Software Tuning, Performance Optimization & Platform Monitoring
Discussion regarding monitoring and software tuning methodologies, Performance Monitoring Unit (PMU) of Intel microprocessors, and platform updating.

Strange behaviour of Intel Xeon E3-1220v2

Tommy_F_
Beginner
2,667 Views

Hi All

I have bought Intel Xeon E3-1220 v2 processor.

I am testing Linux on this processor. I created a test to see the time it takes for the OS to handle the clock tick.

My test is as following: I create a thread with highest priority ( can be preempted only by interrupts), whose task is just to do a small calculation in a loop of 45000 times. Here is the code:

long LoopCounter = 45000; 

while ( lLoopCounter > 0 )

   {

   Value =  (( Value * 3 ) + 5);

      lLoopCounter--;

   }

This task takes 102 µs to be finished.

If a clock tick happens while the task is executing, then this task is interrupted for some time until the interrupt is handled. ( aka: in normal case, the task takes 112 µs and if a tick happens, then the task takes 120 µs, which means that 8 µs are spent by the OS to handle the clock tick interrupt). I did this procedure around 100 times and I saw that each 1 ms I got a clock interrupt as the OS clock tick is running at 1000 Hz. so the normal values should be 102 µs if no tick happens, and 110µs if a clock tick happens.

This was perfect test on Intel core i7-930 @2.8GHz.

If I do the test on processor Xeon E3-1220 v2 @ 3.1 GHz, the task takes shorter time ( 102 µs) as it is faster processor. it takes 110 µs if a tick happens.

The strange thing I see on this processor that sometimes I get values around 120 µs, which means that some kind of interrupt happened and preempted the task for 18 µs. If it was clock tick, then it should take 110 µs.

so the processor is generating some kind of interrupts.

If I do the test with loop of 5000 instead of 45000, I do not see anymore such strange values.

 

Synthesis: if I do a task which is looping 45000 times on intel xeon, I start to get strange interrupts, which is not the case on i7-930.

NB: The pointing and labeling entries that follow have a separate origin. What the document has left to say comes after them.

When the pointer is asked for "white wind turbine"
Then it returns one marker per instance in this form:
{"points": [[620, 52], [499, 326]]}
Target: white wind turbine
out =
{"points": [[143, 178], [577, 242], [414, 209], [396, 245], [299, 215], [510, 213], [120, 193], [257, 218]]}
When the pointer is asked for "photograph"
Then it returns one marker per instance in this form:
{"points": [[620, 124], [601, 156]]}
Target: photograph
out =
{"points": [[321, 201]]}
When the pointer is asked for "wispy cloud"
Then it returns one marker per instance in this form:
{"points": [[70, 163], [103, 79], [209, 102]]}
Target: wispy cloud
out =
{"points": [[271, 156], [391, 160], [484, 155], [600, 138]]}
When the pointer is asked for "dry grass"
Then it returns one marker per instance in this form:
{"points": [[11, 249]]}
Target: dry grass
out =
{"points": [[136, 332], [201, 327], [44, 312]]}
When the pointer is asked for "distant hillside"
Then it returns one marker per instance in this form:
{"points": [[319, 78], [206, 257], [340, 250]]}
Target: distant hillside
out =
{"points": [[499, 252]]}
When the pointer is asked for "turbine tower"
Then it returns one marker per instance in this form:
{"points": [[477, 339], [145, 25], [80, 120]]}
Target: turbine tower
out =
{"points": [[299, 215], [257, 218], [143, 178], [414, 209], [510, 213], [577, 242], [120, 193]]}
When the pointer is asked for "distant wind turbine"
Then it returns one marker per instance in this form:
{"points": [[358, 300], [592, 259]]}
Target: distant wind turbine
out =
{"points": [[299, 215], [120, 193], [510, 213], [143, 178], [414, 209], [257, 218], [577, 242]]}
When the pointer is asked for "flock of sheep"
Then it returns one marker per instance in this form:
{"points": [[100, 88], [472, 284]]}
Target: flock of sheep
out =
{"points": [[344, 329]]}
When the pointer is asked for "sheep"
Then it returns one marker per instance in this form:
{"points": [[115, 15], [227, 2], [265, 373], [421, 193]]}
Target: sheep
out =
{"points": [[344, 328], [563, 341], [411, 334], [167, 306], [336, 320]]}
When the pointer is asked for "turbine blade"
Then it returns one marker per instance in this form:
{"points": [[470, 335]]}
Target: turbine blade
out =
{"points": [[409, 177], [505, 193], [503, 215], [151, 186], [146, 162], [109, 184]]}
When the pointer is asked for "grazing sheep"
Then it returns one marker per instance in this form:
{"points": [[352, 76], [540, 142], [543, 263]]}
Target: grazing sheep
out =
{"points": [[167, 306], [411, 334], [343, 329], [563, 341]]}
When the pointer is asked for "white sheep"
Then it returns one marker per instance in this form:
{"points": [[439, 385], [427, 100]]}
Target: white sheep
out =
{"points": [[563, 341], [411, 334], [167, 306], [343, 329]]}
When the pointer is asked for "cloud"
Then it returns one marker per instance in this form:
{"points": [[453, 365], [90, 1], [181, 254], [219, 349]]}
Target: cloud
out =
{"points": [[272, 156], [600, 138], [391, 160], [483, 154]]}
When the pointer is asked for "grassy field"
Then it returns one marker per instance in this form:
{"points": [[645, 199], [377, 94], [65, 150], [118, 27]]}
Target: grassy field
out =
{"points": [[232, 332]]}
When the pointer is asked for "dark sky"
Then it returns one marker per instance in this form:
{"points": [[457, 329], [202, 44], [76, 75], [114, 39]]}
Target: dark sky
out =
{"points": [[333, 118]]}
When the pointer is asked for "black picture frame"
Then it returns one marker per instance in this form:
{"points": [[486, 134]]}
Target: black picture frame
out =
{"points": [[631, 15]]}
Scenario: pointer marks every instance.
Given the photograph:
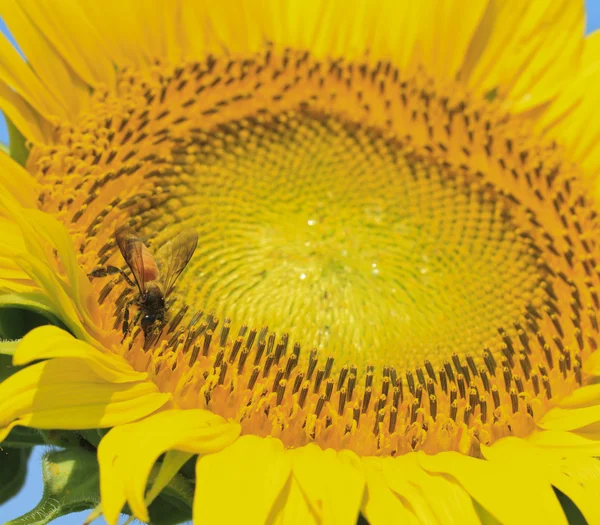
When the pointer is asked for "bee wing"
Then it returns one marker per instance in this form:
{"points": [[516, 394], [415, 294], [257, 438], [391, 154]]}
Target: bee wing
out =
{"points": [[174, 255], [131, 249]]}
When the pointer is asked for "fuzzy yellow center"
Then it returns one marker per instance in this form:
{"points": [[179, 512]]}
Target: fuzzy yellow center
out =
{"points": [[384, 264]]}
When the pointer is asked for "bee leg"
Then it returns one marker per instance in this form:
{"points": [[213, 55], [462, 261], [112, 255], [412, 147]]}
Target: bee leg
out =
{"points": [[110, 270], [126, 327]]}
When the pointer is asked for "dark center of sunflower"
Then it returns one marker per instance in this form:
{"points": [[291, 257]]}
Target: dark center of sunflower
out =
{"points": [[435, 264], [314, 226]]}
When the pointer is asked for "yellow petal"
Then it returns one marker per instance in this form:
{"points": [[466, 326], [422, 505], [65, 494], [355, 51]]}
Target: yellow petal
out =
{"points": [[16, 74], [433, 498], [65, 25], [573, 118], [124, 42], [443, 47], [42, 234], [515, 453], [292, 507], [570, 418], [254, 469], [382, 506], [170, 466], [66, 393], [18, 181], [528, 50], [332, 482], [60, 80], [127, 453], [46, 342], [515, 497]]}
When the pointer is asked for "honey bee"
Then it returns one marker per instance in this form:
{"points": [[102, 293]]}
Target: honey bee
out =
{"points": [[155, 277]]}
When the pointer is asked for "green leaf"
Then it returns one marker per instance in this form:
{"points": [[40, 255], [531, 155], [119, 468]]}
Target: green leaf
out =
{"points": [[16, 322], [71, 484], [23, 437], [17, 143], [6, 367], [13, 468], [485, 517]]}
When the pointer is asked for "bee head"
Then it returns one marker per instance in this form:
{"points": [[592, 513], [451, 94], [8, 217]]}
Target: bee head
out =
{"points": [[148, 321]]}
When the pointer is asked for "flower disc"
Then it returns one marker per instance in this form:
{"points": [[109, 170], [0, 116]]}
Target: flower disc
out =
{"points": [[385, 264]]}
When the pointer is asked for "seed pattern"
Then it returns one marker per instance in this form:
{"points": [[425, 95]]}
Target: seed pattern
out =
{"points": [[135, 159]]}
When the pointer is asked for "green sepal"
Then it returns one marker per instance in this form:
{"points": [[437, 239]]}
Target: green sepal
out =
{"points": [[166, 510], [71, 484], [17, 143], [174, 503], [13, 468], [23, 437]]}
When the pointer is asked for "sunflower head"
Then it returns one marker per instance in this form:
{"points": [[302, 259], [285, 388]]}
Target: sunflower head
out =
{"points": [[394, 256]]}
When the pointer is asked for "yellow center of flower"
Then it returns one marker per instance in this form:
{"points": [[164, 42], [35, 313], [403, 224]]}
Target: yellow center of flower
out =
{"points": [[384, 264]]}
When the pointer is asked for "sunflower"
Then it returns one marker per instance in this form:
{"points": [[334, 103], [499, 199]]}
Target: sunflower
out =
{"points": [[393, 309]]}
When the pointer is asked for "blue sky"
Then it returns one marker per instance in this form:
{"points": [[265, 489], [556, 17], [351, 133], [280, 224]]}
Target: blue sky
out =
{"points": [[33, 486]]}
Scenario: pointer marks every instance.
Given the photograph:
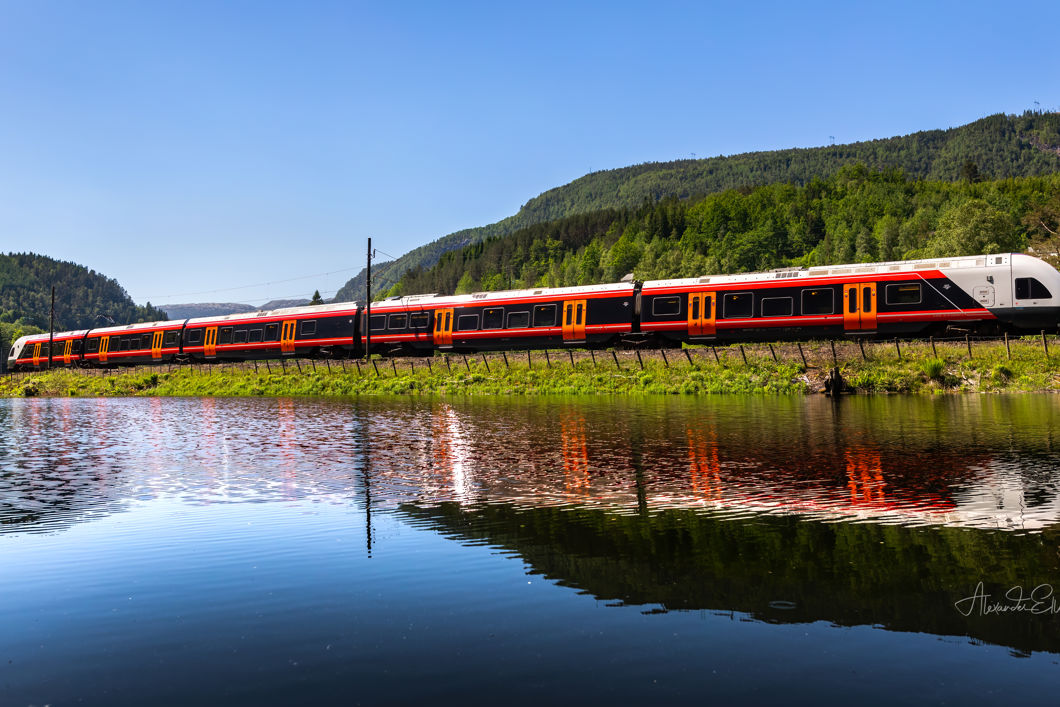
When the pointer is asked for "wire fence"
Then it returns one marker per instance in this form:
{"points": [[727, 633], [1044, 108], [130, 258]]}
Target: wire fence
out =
{"points": [[823, 354]]}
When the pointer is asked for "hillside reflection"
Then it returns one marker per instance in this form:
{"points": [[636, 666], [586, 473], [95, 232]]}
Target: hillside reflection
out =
{"points": [[871, 511]]}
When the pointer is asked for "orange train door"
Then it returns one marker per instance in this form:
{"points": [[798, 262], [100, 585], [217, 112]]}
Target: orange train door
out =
{"points": [[859, 306], [573, 320], [702, 307], [210, 341], [443, 327], [287, 336]]}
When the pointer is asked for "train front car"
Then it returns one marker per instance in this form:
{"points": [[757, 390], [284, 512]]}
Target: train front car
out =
{"points": [[31, 353], [1021, 290]]}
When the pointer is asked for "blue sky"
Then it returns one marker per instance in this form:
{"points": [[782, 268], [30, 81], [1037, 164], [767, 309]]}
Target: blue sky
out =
{"points": [[187, 148]]}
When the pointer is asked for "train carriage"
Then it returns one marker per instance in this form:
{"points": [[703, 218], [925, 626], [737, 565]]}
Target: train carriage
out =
{"points": [[325, 330], [983, 294], [594, 315], [133, 345]]}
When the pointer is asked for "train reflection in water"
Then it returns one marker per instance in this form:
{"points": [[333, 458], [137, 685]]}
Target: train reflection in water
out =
{"points": [[875, 511]]}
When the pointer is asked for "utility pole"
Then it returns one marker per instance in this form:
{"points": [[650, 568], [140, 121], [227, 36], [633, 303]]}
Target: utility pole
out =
{"points": [[368, 303], [51, 332]]}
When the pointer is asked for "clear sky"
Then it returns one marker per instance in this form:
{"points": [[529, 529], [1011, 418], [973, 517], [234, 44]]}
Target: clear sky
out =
{"points": [[187, 147]]}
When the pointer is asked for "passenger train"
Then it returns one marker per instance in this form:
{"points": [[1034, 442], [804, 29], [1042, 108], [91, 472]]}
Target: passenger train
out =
{"points": [[979, 294]]}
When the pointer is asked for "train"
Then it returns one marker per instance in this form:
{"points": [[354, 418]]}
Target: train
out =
{"points": [[983, 295]]}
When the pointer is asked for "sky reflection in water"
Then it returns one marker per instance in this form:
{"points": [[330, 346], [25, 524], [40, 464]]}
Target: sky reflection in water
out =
{"points": [[265, 550]]}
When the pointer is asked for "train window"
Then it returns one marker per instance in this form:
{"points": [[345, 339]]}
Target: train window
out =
{"points": [[903, 294], [466, 322], [818, 301], [1030, 288], [777, 306], [666, 306], [493, 318], [544, 315], [739, 304]]}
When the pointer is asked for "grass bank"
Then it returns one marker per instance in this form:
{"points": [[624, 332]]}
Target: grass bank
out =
{"points": [[777, 368]]}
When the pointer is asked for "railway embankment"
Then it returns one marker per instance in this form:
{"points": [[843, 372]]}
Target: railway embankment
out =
{"points": [[1025, 365]]}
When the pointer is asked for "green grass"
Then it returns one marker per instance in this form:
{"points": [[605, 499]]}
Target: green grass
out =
{"points": [[947, 368]]}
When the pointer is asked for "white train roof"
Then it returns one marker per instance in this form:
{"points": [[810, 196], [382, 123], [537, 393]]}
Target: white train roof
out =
{"points": [[286, 312], [852, 268], [457, 300]]}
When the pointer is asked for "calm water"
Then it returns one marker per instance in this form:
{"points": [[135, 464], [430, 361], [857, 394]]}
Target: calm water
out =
{"points": [[570, 550]]}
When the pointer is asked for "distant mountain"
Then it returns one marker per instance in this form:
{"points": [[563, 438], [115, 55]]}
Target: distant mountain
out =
{"points": [[994, 147], [83, 298], [193, 311]]}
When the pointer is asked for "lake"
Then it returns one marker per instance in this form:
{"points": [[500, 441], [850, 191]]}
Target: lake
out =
{"points": [[243, 551]]}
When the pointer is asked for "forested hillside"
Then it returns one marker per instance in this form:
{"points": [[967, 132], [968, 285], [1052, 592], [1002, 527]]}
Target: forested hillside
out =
{"points": [[81, 296], [855, 215], [994, 147]]}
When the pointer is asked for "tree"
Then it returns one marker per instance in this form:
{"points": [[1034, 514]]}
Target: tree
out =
{"points": [[973, 227]]}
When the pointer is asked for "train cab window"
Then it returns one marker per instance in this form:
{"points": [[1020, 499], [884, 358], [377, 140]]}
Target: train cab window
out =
{"points": [[818, 301], [544, 315], [739, 305], [467, 322], [493, 318], [908, 294], [666, 306], [1030, 288], [777, 306]]}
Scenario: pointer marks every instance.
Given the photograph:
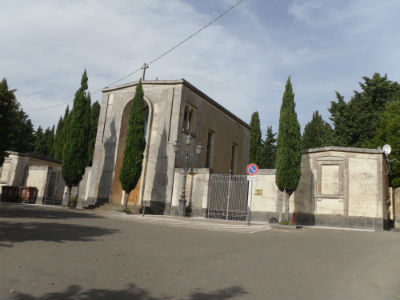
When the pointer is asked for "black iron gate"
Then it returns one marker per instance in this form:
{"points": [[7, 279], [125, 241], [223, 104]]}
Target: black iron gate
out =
{"points": [[227, 197]]}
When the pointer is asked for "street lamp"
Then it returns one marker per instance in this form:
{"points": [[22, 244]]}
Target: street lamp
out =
{"points": [[199, 147]]}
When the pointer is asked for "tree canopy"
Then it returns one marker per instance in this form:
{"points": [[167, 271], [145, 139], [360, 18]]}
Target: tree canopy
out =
{"points": [[317, 133], [255, 139], [75, 150], [288, 156], [135, 144]]}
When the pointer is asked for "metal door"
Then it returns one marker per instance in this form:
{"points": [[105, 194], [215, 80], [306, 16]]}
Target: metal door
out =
{"points": [[227, 197]]}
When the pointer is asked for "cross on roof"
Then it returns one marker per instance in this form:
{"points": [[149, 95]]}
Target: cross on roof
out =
{"points": [[144, 67]]}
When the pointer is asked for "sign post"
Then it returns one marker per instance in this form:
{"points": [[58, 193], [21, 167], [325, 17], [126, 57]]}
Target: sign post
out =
{"points": [[251, 170]]}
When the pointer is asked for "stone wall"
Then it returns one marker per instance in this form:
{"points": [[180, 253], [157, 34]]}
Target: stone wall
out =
{"points": [[339, 187], [25, 169], [166, 101], [197, 183], [396, 198], [344, 187]]}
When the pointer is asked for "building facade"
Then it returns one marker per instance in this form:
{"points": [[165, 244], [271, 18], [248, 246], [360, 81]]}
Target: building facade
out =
{"points": [[174, 109], [30, 170]]}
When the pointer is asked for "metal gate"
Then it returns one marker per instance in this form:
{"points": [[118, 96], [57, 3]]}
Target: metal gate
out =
{"points": [[227, 197]]}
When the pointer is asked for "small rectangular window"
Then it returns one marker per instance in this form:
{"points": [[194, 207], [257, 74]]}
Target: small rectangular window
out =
{"points": [[233, 158], [209, 148]]}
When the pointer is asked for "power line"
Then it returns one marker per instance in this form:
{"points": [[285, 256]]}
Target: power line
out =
{"points": [[158, 57]]}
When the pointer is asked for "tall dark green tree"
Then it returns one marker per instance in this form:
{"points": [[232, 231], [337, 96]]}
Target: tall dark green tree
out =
{"points": [[389, 133], [48, 140], [317, 133], [135, 145], [7, 107], [288, 156], [268, 150], [76, 139], [58, 140], [22, 135], [94, 120], [255, 138], [356, 122], [16, 129]]}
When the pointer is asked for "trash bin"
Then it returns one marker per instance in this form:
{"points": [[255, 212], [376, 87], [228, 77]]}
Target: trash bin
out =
{"points": [[28, 194], [9, 193]]}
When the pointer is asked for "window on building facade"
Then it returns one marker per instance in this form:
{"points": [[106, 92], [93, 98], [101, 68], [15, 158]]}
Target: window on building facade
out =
{"points": [[189, 120], [209, 148], [233, 158]]}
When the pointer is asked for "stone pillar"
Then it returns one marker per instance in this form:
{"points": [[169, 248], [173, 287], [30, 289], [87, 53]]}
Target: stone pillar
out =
{"points": [[396, 198]]}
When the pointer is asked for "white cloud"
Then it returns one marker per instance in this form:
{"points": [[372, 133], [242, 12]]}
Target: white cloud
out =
{"points": [[242, 61]]}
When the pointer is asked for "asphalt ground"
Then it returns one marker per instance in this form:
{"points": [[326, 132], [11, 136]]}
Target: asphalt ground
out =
{"points": [[56, 253]]}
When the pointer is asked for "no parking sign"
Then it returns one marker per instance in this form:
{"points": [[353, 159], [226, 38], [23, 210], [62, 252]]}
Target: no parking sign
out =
{"points": [[252, 169]]}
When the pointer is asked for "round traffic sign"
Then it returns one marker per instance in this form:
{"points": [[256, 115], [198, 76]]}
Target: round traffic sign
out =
{"points": [[252, 169]]}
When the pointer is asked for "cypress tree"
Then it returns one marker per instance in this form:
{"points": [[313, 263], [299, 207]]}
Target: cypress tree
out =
{"points": [[22, 137], [268, 152], [76, 139], [288, 156], [58, 140], [16, 131], [389, 133], [134, 146], [317, 133], [94, 120], [255, 138]]}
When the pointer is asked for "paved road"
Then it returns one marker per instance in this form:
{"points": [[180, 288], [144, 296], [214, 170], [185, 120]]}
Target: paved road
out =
{"points": [[54, 253]]}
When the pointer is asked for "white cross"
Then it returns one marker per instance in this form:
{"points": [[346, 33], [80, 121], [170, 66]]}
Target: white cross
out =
{"points": [[144, 67]]}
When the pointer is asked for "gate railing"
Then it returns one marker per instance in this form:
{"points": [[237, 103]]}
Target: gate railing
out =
{"points": [[227, 197]]}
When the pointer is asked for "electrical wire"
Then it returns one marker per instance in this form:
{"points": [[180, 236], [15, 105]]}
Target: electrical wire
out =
{"points": [[155, 59]]}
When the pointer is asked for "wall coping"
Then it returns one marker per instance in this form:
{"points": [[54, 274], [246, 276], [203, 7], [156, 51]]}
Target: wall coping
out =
{"points": [[343, 149], [32, 155]]}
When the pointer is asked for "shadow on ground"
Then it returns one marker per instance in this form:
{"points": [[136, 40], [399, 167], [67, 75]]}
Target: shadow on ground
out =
{"points": [[74, 292], [16, 210], [16, 232]]}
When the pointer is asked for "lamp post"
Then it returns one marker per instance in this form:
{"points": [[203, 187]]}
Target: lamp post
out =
{"points": [[199, 147]]}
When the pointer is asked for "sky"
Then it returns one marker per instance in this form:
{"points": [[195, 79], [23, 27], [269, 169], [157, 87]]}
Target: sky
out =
{"points": [[242, 61]]}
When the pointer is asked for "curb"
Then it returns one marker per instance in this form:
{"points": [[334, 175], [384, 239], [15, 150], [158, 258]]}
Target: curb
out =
{"points": [[291, 227]]}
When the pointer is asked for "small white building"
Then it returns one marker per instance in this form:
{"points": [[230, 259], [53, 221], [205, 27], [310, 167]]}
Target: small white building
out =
{"points": [[27, 169]]}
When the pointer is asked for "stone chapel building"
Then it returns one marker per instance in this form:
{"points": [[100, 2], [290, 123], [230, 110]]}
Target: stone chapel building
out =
{"points": [[174, 109]]}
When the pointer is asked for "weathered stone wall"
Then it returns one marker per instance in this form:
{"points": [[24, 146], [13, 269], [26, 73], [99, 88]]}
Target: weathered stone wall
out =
{"points": [[197, 183], [83, 189], [165, 101], [227, 131], [24, 169], [396, 198], [344, 187]]}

If I do the test with loop of 5000, the interrupts disappear.

what could be the issue?

 

Regards

0 Kudos
31 Replies
Patrick_F_Intel1
Employee
2,036 Views

You can read /proc/interrupts and look to see, for the cpu you are running on, which interrupts occurred in the interval. And set the affinity of the thread to make sure it doesn't get moved to a different cpu.

That would be a good place to start. But be warned, trying to account for every microsecond on a modern machine can be a huge time sink. The OS & hardware does all kind of stuff that one doesn't usually notice (like kernel nmi_watchdog). And the Intel folks don't generally (well... at least I don't) have a lot of time to answer general curiousity questions.

Pat

0 Kudos
Tommy_F_
Beginner
2,036 Views

Hello Patrick

Thanks for yoru reply.

I already checked the interrupts and i just have 2 sources of interrupts ( timer and i8042).

I am also using the affinity. I even disabled the other cores and just kept one core running and nothing changed.

for getting the time, i am using the rdtsc() function, whose overhead is very limited.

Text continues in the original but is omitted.